Final answer:
To simplify the complex fraction ((1/x) + (x/y)) / ((1/y) + 1), one must find a common denominator, multiply both the numerator and the denominator by this, and then simplify. The result contains terms that may allow for further simplification or provide a means to solve for a variable if needed.
Step-by-step explanation:
Simplifying the complex fraction ((1)/(x) + (x)/(y)) / ((1)/(y) + 1) involves a few steps. First, to eliminate the complexity, you can multiply both the numerator and the denominator by a common denominator that would eliminate the individual fractions within the complex fraction. In mathematics, when we multiply the numerators and the denominators by the same thing, this is like multiplying by 1, which means the expression is still an equality. In this case, the common denominator would be xy. Multiplying the numerator by xy, you get xy * (1/x + x/y) = y + x^2 . Multiplying the denominator by xy, you end up with xy * (1/y + 1) = x + xy. This gives you the simplified expression (y + x^2) / (x + xy).

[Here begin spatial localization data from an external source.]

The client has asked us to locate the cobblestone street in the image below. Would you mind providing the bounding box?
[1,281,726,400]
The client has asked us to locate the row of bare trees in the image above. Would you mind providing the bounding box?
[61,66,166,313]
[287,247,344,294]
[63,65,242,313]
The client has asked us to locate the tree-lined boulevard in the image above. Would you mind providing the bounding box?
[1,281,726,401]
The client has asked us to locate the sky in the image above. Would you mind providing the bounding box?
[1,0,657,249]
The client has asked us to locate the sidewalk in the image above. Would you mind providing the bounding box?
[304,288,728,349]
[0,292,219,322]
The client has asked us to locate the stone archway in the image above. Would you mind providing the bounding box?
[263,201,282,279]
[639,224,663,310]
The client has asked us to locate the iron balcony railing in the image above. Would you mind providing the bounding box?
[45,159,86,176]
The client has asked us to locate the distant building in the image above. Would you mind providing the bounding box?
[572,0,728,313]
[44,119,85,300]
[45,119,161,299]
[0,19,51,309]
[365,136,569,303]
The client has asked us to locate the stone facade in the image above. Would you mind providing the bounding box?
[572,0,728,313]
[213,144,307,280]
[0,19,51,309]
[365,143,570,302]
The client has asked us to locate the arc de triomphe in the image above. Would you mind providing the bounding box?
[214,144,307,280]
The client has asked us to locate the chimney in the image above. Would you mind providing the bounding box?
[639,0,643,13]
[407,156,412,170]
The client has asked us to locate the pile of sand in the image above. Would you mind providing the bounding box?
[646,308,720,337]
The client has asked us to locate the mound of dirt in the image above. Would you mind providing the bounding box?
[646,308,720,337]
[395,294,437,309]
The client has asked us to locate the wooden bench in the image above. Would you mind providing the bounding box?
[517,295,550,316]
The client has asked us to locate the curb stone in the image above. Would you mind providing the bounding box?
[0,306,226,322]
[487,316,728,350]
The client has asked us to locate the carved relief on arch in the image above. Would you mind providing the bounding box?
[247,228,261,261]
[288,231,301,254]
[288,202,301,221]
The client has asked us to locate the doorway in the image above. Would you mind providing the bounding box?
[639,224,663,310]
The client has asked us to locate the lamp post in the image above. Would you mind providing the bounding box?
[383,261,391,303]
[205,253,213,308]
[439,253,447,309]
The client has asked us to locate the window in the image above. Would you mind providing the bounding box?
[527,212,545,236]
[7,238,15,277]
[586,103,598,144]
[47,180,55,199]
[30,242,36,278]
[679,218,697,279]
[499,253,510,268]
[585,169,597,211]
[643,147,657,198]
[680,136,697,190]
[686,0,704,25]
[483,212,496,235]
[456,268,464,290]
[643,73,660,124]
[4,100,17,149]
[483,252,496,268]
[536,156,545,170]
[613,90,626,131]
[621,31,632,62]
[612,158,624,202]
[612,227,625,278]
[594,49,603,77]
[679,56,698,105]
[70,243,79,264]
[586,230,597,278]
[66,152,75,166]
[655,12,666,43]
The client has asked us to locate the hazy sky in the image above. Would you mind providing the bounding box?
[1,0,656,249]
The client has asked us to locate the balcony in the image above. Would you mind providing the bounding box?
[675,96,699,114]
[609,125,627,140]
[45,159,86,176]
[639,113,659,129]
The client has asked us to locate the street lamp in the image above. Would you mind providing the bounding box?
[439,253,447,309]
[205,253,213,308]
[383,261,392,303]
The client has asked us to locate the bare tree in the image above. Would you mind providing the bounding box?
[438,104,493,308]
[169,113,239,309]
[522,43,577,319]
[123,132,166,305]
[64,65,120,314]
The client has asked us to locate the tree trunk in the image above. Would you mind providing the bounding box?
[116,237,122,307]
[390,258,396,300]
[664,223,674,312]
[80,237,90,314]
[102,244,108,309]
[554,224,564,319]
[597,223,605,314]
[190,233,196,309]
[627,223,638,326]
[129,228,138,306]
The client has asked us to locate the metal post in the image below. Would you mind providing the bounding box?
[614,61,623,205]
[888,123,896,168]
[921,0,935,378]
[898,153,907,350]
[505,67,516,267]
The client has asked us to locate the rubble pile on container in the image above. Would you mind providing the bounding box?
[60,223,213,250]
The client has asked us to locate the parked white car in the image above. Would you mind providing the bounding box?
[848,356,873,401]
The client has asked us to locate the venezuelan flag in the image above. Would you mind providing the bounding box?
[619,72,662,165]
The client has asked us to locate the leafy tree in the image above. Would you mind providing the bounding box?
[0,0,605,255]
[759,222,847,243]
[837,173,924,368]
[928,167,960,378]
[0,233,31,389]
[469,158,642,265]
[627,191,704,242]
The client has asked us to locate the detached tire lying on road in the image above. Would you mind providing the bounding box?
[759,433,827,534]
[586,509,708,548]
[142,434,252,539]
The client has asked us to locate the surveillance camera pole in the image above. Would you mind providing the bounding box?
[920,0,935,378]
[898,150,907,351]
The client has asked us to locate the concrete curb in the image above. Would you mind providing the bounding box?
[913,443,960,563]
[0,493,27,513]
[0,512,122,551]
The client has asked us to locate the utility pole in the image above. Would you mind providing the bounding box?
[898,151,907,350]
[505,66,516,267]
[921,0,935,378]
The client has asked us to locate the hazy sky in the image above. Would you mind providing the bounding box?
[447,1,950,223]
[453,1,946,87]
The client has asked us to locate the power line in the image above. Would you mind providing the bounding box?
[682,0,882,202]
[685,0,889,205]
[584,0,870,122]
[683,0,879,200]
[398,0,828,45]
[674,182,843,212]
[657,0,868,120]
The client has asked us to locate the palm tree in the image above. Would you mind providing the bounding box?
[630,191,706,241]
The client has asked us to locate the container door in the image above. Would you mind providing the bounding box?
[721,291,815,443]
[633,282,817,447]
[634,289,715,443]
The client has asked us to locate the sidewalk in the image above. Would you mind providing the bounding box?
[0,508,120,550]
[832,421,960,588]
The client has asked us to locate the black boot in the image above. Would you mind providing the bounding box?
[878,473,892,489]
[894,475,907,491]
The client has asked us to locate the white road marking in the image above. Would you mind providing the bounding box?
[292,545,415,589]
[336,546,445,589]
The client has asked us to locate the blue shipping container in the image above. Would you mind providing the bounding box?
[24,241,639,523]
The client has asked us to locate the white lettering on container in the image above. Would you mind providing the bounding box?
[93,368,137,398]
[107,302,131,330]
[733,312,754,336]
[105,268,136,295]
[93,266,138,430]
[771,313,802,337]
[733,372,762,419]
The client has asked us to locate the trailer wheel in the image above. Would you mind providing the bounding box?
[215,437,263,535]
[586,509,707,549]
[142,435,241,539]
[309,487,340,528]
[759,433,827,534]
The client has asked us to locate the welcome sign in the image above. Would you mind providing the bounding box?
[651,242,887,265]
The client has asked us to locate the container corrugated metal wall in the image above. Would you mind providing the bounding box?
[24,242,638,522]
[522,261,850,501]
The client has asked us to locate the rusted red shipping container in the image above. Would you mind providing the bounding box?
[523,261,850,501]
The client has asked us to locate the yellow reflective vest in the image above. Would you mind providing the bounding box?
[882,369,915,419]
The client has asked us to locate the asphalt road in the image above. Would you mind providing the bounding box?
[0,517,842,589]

Further simplification can be done by factoring out common terms. If you wanted to solve for y, you would need to manipulate the equation further. Any time the same quantity appears both in a numerator and a denominator, they cancel out, simplifying the fraction.
Remember, when simplifying and performing operations on both sides of the equals sign, the expression remains an equality. A good example to grasp this concept is to note that a fraction with the same number in both the numerator and denominator is equal to 1. In your final answer, no such simplification may occur, but this rule is important when simplifying individual fractions before finding a common denominator.